Truth writer Robert Morales took a lead from the “Tuskegee experiment.” The Tuskegee Study of Untreated Syphilis in the Negro Male was a real-life clinical study in which poor Black men were denied treatment for syphilis, so that the doctors involved could study how the disease spreads through the body and eventually kills the infected person.
Morales posed the questions: What if realizing that the “Super Soldier” serum was potentially so dangerous and perhaps fatal that before testing it on a white man (Rogers), the government tested it on Black soldiers.

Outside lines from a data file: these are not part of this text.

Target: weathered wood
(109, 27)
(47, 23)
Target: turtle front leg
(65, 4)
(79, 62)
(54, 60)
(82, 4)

In 1940, Joe Simon and Jack Kirby created Captain America, a frail patriot who was transformed by a "super-soldier serum" into a physically perfect specimen to champion freedom, an American alternative to the Nazi uebermensch. Now, writer Morales pursues this idea and also draws inspiration from U.S. government experiments in the 1930s that left unwitting African-Americans infected with syphilis, leading to many deaths. Beginning his story in 1940, Morales incisively depicts the racism his various African-American characters confront both in civilian life and in the military. These black soldiers are compelled to act as test subjects for the super-soldier serum; some die, while others become deformed. Ultimately only one survives, Isaiah Bradley. Becoming Captain America for one mission, Bradley discovers Jewish concentration camp inmates subjected to experiments. Ranging from heroic figures to pointed caricatures, artist Baker makes his varied styles gel. Drawing on copious research, Morales dramatizes how racism corrupted American history, and the cost of the Super Soldier serum in creating the Captain America known to most for the past century.